Ever found yourself in the middle of a campaign or regulatory compliance report only to find your efforts wasted by the sheer number of typos, omissions, system-led errors and varied formats due to a lack of file naming and format conventions in your data sources?
You’re not alone.
Erroneous CRM and database data due to data inconsistencies and quality issues can render any reporting or campaign activity worthless and prompt the need to routinely fix data at scale.
For this, a data scrubbing software can help organizations enhance the quality and consistency of their data to meet a variety of business outcomes.
This is an in-depth guide on what a data scrubbing tool is, what to consider when choosing one, and the mistakes and best practices to keep in mind when carrying out an enterprise-wide data scrubbing project.
What is Data Scrubbing?
Data scrubbing, also known as data cleansing, refers to the activity of eliminating or fixing data errors such as missing, invalid, incomplete, incorrectly formatted or duplicate entries.
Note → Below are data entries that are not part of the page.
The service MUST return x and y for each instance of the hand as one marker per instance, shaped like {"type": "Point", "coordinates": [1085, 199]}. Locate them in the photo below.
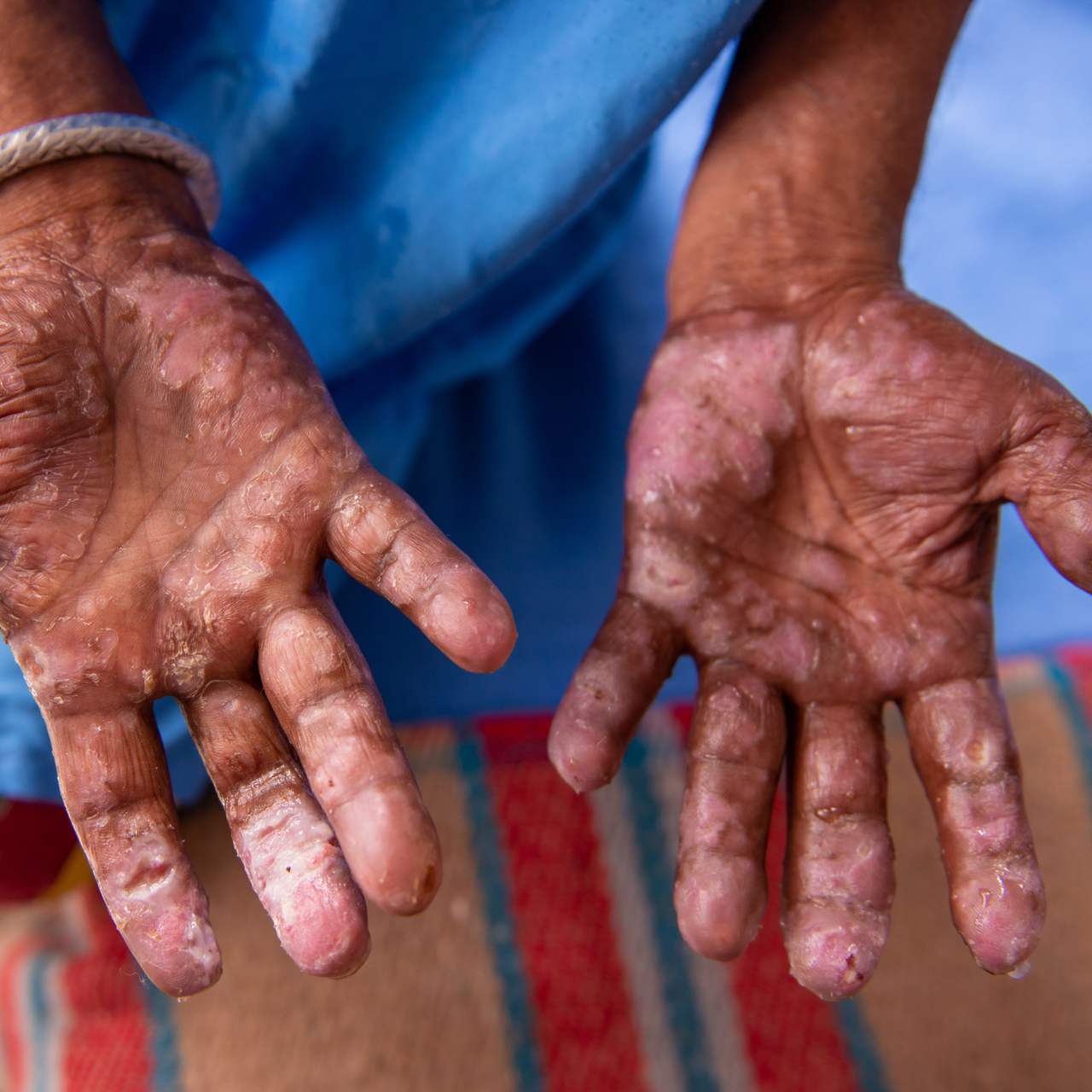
{"type": "Point", "coordinates": [811, 514]}
{"type": "Point", "coordinates": [174, 476]}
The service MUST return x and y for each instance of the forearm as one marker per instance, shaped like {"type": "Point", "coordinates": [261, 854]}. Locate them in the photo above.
{"type": "Point", "coordinates": [815, 152]}
{"type": "Point", "coordinates": [57, 59]}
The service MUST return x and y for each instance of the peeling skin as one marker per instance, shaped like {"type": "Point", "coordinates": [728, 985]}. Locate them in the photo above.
{"type": "Point", "coordinates": [295, 866]}
{"type": "Point", "coordinates": [811, 514]}
{"type": "Point", "coordinates": [174, 479]}
{"type": "Point", "coordinates": [162, 912]}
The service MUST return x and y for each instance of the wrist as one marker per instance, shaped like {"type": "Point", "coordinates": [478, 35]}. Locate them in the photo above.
{"type": "Point", "coordinates": [102, 195]}
{"type": "Point", "coordinates": [772, 241]}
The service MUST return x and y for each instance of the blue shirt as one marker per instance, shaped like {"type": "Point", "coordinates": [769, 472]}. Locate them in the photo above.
{"type": "Point", "coordinates": [425, 186]}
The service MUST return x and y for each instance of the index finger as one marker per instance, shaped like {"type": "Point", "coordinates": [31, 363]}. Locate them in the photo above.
{"type": "Point", "coordinates": [964, 752]}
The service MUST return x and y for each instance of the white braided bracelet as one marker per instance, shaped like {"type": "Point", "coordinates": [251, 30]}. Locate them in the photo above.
{"type": "Point", "coordinates": [119, 133]}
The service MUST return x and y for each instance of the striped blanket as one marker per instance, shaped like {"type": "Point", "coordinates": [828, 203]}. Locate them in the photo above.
{"type": "Point", "coordinates": [552, 959]}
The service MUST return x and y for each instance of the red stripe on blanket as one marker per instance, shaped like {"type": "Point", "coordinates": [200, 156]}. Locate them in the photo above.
{"type": "Point", "coordinates": [1077, 659]}
{"type": "Point", "coordinates": [561, 909]}
{"type": "Point", "coordinates": [97, 1020]}
{"type": "Point", "coordinates": [35, 841]}
{"type": "Point", "coordinates": [793, 1037]}
{"type": "Point", "coordinates": [109, 1040]}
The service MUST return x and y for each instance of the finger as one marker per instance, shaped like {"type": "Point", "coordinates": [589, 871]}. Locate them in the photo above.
{"type": "Point", "coordinates": [737, 745]}
{"type": "Point", "coordinates": [1048, 475]}
{"type": "Point", "coordinates": [967, 758]}
{"type": "Point", "coordinates": [284, 841]}
{"type": "Point", "coordinates": [386, 542]}
{"type": "Point", "coordinates": [113, 780]}
{"type": "Point", "coordinates": [616, 682]}
{"type": "Point", "coordinates": [839, 865]}
{"type": "Point", "coordinates": [327, 702]}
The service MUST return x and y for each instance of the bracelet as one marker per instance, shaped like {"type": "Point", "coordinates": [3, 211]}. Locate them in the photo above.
{"type": "Point", "coordinates": [117, 133]}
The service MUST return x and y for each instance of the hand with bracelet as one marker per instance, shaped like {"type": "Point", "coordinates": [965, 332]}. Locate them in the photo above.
{"type": "Point", "coordinates": [815, 474]}
{"type": "Point", "coordinates": [815, 471]}
{"type": "Point", "coordinates": [174, 475]}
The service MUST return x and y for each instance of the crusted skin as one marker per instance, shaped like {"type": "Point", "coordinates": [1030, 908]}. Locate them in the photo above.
{"type": "Point", "coordinates": [811, 512]}
{"type": "Point", "coordinates": [172, 478]}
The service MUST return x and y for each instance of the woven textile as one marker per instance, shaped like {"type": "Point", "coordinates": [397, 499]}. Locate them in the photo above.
{"type": "Point", "coordinates": [552, 960]}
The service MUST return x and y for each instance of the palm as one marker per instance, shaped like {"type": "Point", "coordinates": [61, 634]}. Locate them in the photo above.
{"type": "Point", "coordinates": [811, 514]}
{"type": "Point", "coordinates": [175, 476]}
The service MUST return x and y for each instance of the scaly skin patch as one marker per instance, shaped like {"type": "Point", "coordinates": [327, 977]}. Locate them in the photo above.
{"type": "Point", "coordinates": [811, 514]}
{"type": "Point", "coordinates": [172, 476]}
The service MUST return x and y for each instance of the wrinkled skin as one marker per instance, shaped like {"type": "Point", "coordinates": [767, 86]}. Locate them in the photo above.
{"type": "Point", "coordinates": [174, 475]}
{"type": "Point", "coordinates": [811, 514]}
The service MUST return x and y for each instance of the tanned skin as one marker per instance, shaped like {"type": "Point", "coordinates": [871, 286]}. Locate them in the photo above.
{"type": "Point", "coordinates": [815, 474]}
{"type": "Point", "coordinates": [172, 478]}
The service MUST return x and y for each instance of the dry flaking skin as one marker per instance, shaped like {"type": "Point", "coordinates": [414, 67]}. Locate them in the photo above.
{"type": "Point", "coordinates": [811, 514]}
{"type": "Point", "coordinates": [174, 476]}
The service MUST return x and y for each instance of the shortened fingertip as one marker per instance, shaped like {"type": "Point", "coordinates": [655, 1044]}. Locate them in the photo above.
{"type": "Point", "coordinates": [412, 896]}
{"type": "Point", "coordinates": [1001, 915]}
{"type": "Point", "coordinates": [720, 907]}
{"type": "Point", "coordinates": [474, 628]}
{"type": "Point", "coordinates": [834, 949]}
{"type": "Point", "coordinates": [581, 756]}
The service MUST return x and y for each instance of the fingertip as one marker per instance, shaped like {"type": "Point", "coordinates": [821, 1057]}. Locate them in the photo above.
{"type": "Point", "coordinates": [720, 904]}
{"type": "Point", "coordinates": [580, 752]}
{"type": "Point", "coordinates": [178, 954]}
{"type": "Point", "coordinates": [328, 935]}
{"type": "Point", "coordinates": [834, 950]}
{"type": "Point", "coordinates": [471, 621]}
{"type": "Point", "coordinates": [1001, 915]}
{"type": "Point", "coordinates": [393, 851]}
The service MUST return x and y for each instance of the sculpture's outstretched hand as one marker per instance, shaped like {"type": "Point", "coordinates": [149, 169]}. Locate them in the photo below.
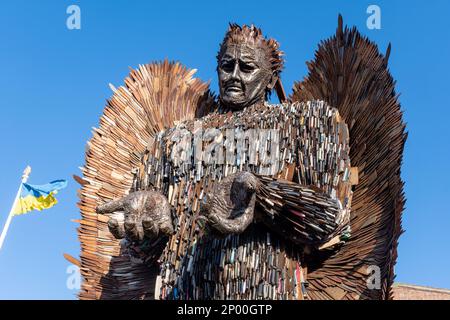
{"type": "Point", "coordinates": [229, 208]}
{"type": "Point", "coordinates": [147, 214]}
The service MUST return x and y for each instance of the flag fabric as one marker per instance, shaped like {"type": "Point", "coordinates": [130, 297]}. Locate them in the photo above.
{"type": "Point", "coordinates": [38, 197]}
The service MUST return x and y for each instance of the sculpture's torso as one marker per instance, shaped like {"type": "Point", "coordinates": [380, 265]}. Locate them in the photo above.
{"type": "Point", "coordinates": [298, 143]}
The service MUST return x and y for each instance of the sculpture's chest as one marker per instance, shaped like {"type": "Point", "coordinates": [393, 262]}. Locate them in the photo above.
{"type": "Point", "coordinates": [185, 162]}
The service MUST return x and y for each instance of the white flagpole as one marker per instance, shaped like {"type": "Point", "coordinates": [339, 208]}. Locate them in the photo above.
{"type": "Point", "coordinates": [25, 175]}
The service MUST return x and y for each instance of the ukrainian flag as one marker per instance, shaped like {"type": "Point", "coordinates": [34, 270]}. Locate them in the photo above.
{"type": "Point", "coordinates": [34, 197]}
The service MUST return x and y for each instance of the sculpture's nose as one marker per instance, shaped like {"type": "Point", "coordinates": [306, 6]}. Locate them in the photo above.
{"type": "Point", "coordinates": [236, 74]}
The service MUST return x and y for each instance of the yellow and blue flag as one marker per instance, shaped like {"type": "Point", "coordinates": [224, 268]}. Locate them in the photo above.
{"type": "Point", "coordinates": [38, 197]}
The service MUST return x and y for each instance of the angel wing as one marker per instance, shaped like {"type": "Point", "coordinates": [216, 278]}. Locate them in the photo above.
{"type": "Point", "coordinates": [349, 73]}
{"type": "Point", "coordinates": [154, 97]}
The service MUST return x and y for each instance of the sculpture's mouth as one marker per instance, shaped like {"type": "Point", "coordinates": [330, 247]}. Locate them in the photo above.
{"type": "Point", "coordinates": [234, 88]}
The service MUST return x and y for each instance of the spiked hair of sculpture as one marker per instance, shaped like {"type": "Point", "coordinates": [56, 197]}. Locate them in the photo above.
{"type": "Point", "coordinates": [252, 35]}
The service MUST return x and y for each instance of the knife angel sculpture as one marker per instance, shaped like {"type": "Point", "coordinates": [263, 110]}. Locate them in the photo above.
{"type": "Point", "coordinates": [190, 196]}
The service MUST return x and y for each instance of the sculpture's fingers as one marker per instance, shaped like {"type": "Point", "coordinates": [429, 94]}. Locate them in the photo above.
{"type": "Point", "coordinates": [149, 227]}
{"type": "Point", "coordinates": [116, 228]}
{"type": "Point", "coordinates": [111, 206]}
{"type": "Point", "coordinates": [133, 229]}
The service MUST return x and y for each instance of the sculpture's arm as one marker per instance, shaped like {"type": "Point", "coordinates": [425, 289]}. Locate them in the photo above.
{"type": "Point", "coordinates": [315, 207]}
{"type": "Point", "coordinates": [305, 215]}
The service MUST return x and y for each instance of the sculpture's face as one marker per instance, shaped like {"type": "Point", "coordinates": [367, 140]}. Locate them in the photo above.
{"type": "Point", "coordinates": [244, 76]}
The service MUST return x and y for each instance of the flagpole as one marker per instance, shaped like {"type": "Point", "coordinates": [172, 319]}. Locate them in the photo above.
{"type": "Point", "coordinates": [25, 176]}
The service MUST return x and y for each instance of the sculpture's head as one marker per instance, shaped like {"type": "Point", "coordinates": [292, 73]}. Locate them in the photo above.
{"type": "Point", "coordinates": [248, 66]}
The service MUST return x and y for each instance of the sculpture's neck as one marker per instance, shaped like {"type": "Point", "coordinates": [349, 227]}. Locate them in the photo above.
{"type": "Point", "coordinates": [223, 108]}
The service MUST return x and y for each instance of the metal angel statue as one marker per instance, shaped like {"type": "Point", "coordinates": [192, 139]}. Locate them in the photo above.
{"type": "Point", "coordinates": [189, 196]}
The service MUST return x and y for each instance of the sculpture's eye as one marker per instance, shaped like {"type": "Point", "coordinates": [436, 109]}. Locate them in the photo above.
{"type": "Point", "coordinates": [227, 65]}
{"type": "Point", "coordinates": [247, 67]}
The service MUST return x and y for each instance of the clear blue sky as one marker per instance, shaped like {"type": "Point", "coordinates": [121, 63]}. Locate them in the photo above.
{"type": "Point", "coordinates": [54, 83]}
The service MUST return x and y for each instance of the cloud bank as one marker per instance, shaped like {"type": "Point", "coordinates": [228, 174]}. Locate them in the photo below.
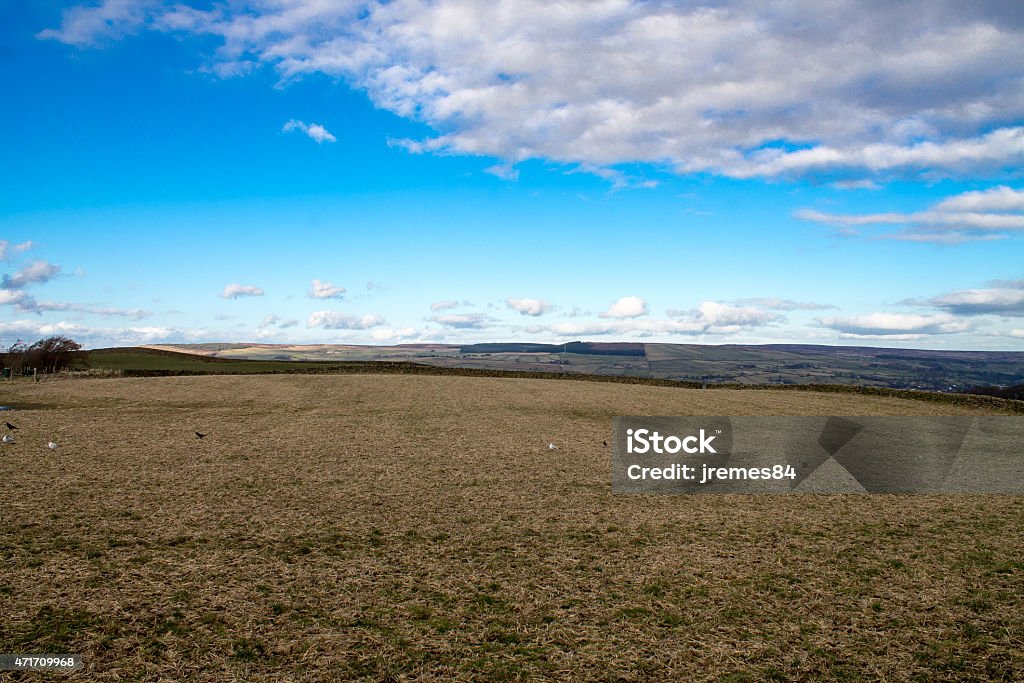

Data scrubbing is vital to help companies resolve critical errors and enhance the quality and consistency of their data to meet intended business outcomes such as:
- Meeting compliance requirements
- Improving brand reputation
- Increasing customer satisfaction
- Enhancing marketing campaign responses and much more
What Does Data Scrubbing Involve?
Data scrubbing involves utilizing a variety of steps to scrub or remove data errors including:
- Data standardization: normalizing varied formats of name, address, and other fields across multiple data sources.
Example: standardizing the name format of First Name Initial_Last Name (‘J. Edwards’) to First Name_Middle Name_Last Name (‘John Michael Edwards’).
- Data cleansing: correcting fields with incorrect casing, typos, leading spaces, and spelling errors.
Example: changing ‘MARGAREt’ to ‘Margaret’ or ‘Thomav’ to ‘Thomas’ or ‘Dav d’ to ‘David’.
- Data deduplication: identifying and removing duplicates within or across sources and selecting the right entry as a golden or master record.
Example: removing the entry ‘Isaac Jones’ and keeping the entry ‘Isaac M. Jones’ as the master record.
What to Consider When Choosing a Data Scrubbing Software?
A data scrubbing tool must have the right capabilities to address the needs of your organization and business scenario. Here are a few you should consider.
1. Import relevant files and databases
Data integration is the first step to ensuring any data scrubbing activity can be carried out across your known data sources and systems. Data scrubbing tools should first and foremost be able to ingest the relevant files (CSV, Excel, TXT) and databases (MySQL, SQL Server, Oracle, IBM DB2) as well as APIs to connect to web applications.
2. Inspect data errors and inconsistencies
Prior to data scrubbing, it is vital the software has a data profiling module to be able to identify and highlight a wide variety of errors and potential problem areas that could surface if the errors are left unaddressed. This can allow companies to shorten the implementation cycle by saving hours’ worth of efforts in finding and fixing errors after carrying out deduplication or entity resolution tasks.
3. Data normalization
The variances in formats arise due to each data source having its own format rules (or lack thereof). For this reason, out-of-the-box name and address parsing and text standardization features can allow users to standardize chosen fields right away. Furthermore, the feature to store and access custom libraries can also accelerate data standardization across larger datasets.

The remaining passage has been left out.